Apologies to anyone following me who has noticed that my blog seems to have disappeared. I have been struggling along with writing recently but barely able to manage a few hundred words here and there on Invisus and with no inner resources for anything else.
It feels like I am rocking back and forth on the edge of a writing abyss, in danger of toppling over into the easier state of not doing anything. Inside me is the angst of knowing that would not be the right thing for me. The unrewarding easy routes in life were never to be mine.
Invisus has reached 26,000 words. Now I have an element in the story I am not sure about, which means it probably isn’t working or at least not in its present form. Despite knowing that, I am loathe to take it out as it would leave me with quite a few problems. I am also at a point where I need to move the story on into less familiar, more research hungry, scenarios. I am looking forward to that but there is a fear and a laziness that means I keep finding excuses for delay.
More computer issues got in the way too.
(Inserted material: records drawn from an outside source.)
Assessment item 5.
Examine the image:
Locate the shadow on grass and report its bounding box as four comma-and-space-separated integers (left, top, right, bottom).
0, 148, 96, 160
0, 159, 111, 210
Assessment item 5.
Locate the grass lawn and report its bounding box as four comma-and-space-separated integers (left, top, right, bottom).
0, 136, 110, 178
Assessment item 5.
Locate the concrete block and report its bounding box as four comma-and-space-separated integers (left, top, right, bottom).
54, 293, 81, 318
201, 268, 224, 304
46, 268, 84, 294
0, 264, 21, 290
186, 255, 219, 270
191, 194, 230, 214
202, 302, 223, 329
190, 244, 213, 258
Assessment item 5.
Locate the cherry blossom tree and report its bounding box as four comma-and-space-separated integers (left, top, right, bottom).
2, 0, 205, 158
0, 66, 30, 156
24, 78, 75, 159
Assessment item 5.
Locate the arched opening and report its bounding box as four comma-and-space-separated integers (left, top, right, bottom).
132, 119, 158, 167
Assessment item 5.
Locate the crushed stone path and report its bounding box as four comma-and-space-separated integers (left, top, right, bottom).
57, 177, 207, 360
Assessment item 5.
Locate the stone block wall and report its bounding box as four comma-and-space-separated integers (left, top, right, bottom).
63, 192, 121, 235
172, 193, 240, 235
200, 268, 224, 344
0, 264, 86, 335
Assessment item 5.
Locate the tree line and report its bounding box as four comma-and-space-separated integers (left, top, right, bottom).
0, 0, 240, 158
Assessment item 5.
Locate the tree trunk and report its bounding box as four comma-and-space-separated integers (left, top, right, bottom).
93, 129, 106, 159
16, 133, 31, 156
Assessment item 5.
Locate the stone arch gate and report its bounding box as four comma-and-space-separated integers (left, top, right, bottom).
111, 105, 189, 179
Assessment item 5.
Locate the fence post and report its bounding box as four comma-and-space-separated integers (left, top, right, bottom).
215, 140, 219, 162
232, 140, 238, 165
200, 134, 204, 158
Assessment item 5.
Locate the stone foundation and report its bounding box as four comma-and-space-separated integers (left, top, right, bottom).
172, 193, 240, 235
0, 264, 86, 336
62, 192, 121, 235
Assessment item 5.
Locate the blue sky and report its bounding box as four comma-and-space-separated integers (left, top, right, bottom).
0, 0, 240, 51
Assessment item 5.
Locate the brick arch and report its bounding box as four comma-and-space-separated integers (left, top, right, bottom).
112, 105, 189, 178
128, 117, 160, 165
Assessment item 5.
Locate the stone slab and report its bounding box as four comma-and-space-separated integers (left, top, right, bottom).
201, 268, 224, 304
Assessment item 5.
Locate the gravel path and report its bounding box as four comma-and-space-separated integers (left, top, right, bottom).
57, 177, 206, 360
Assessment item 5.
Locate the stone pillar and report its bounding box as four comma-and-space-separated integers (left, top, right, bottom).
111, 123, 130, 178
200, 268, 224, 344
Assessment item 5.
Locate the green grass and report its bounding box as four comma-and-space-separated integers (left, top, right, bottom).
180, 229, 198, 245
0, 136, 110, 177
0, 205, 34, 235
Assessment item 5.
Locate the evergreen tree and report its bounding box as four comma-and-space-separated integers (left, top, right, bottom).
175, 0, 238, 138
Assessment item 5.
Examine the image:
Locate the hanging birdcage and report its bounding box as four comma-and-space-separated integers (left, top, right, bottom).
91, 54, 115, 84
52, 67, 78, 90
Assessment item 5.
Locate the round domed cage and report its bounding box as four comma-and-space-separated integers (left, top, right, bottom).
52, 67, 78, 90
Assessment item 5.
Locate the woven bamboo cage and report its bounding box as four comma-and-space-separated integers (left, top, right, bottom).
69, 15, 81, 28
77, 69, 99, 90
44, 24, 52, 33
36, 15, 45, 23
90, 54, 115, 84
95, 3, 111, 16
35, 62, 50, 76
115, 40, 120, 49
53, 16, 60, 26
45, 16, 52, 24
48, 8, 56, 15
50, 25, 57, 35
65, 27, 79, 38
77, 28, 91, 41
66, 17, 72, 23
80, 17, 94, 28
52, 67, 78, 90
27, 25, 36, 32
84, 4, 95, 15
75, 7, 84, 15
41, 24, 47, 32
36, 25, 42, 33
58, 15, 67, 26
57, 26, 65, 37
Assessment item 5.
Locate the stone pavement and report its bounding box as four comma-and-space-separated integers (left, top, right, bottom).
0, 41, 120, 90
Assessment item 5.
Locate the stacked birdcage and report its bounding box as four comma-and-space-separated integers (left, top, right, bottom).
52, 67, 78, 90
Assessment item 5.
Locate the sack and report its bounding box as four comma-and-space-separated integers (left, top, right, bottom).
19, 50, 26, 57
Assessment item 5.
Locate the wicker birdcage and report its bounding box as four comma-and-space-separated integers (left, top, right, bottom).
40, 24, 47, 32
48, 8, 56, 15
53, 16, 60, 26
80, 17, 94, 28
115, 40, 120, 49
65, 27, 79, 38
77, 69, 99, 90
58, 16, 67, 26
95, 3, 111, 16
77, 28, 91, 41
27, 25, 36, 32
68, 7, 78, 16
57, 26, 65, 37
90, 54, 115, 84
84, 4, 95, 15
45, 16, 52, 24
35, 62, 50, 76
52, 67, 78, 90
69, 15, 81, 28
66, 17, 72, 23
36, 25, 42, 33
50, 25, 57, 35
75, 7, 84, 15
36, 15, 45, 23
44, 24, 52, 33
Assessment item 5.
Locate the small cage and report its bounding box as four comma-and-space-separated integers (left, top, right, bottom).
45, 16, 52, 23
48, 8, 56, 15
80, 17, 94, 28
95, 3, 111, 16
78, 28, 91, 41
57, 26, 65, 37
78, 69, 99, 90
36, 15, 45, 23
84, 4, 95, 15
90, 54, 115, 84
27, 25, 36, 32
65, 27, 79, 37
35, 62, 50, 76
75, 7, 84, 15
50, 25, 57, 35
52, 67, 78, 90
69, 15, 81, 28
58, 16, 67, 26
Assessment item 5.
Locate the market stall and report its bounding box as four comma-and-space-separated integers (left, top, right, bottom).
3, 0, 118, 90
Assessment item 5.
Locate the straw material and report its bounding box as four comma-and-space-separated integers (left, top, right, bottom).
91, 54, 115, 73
I lost another whole section of writing. It was on one of the very hot days and I had disciplined myself to get on with it. I was then thoroughly enjoying myself – as I always do when writing – and also went back and tweaked a few bits in the earlier sections. Something went wrong in the saving process despite the extra care I take since last time. All the new work had disappeared. I had a meltdown. Tears streaming down my face I searched my computer for the autosaves I had seen happening and the saved version I knew I had created. I did eventually, and with huge relief and thanks to the powers that be, find it.
What followed was a frantic session of re-saving, copying to an external drive, emailing to myself and printing off the whole lot to ensure that my ‘baby’ didn’t get lost again. The problem then was that thinking about writing brought back those feelings of distress and desperation. When I sit down to write I aim to go back the the mental world I was in when I finished my last session of writing. After this experience I did not want to go back there ever again! When I thought about writing I could only remember the tears and the terrible fear of closing the file down again it case it disappeared for ever this time.
Finally, a few days ago I took the plunge. I managed a few hundred words and took the first step towards moving into that scary new section. I printed off the new words before finally closing the file.
I woke up this morning with writing thoughts. Morning is not a peaceful time for me to write Invisus, especially at such a challenging point. But a blog post that popped up in front of me when I signed on to WordPress inspired me to write something so thank you damyantiwrites (I have shared that post).
Excuses over, I am going to stop wobbling about at the edge of this abyss and go and find a bridge.